CLIN 2005 Abstracts
  • Baseline Models for Modern Hebrew Parsing
    Reut Tsarfaty (ILLC, University of Amsterdam)
    Khalil Simaan (ILLC, University of Amsterdam)
    Hebrew, Arabic, and other Semitic languages have a rich morphology. Many affixes that are appended to the word carry substantial information and can belong to different syntactic categories. Therefore, a first step towards utterance understanding is to extract the different constituents that exist at the word level to allow for further processing (such as part-of-speech tagging and syntactic processing.) This step is typically called morphological analysis. Because of the large scale morphological ambiguity in Semitic languages already in the word level, each word-form might have multiple possible morphological analyses. Picking the correct morphological analysis is largely dependent on contextual information, which is best expressed on top of syntactic structures. However, syntactic analysis (parsing) can only proceed in as much as the sequence of morphological segments is in place. Thus, a suitable treatment of morphological analysis in Semitic languages demands a treatment of syntactic analysis and vice versa.
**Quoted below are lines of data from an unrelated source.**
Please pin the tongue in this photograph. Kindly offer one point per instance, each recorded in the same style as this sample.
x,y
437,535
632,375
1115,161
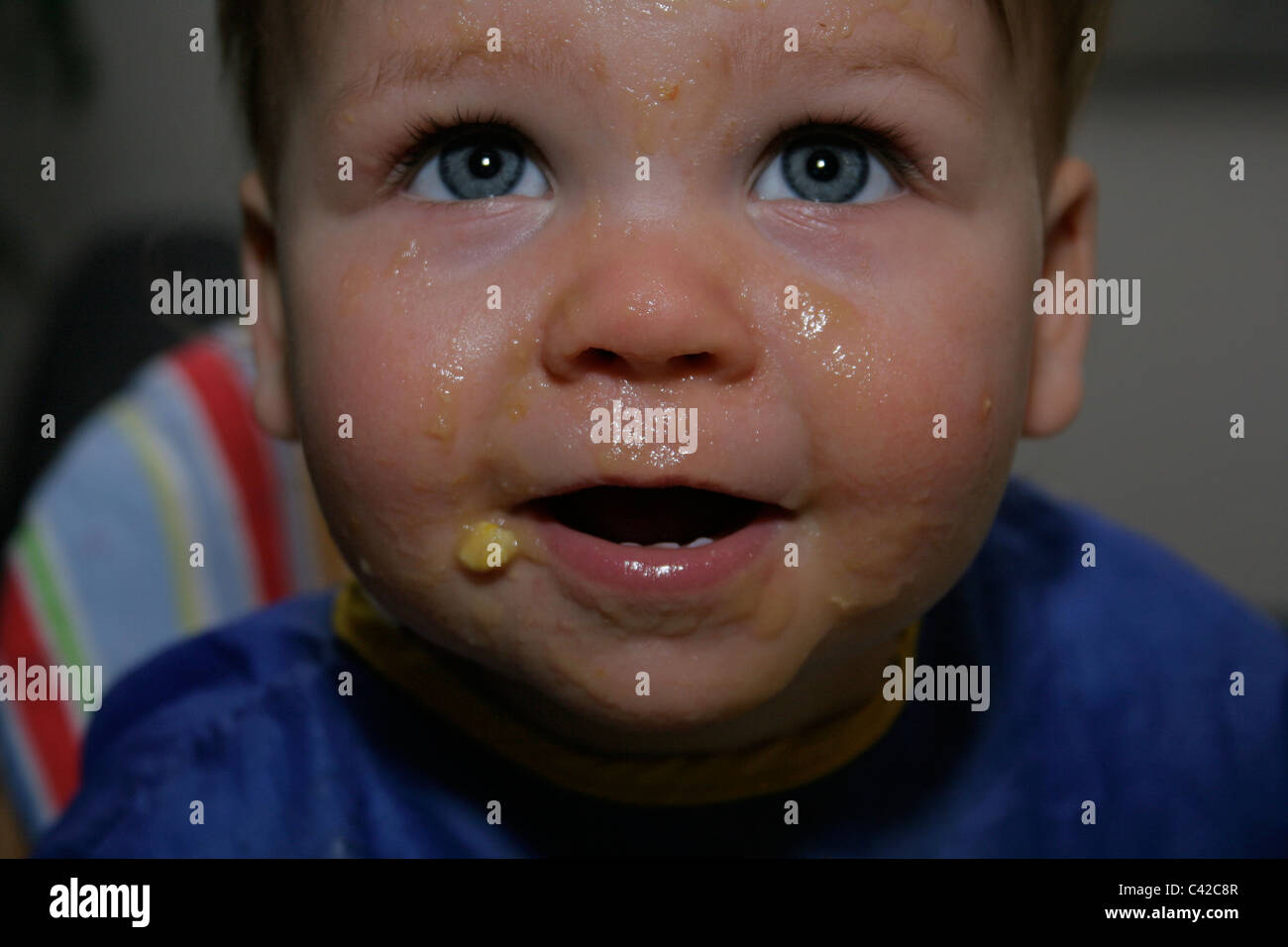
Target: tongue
x,y
670,514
In this talk we describe probabilistic baseline models for Modern Hebrew parsing that incorporate one form of morphological processing, namely segmentation (i.e., the task of identifying the different functional constituents that were concatenated together to form a MH word.) The baseline models allow different layers of processing (morphological analysis, part-of-speech tagging, and parsing) to interact in order to identify the fine-grained segments that are put together to forms words, phrases and sentences, and the syntactic structures that they form. In particular, we show that the span of words is not aligned with the span of syntactic phrases and draw attention to the specific challenges that such phenomenon poses for standard statistical parsing evaluation techniques.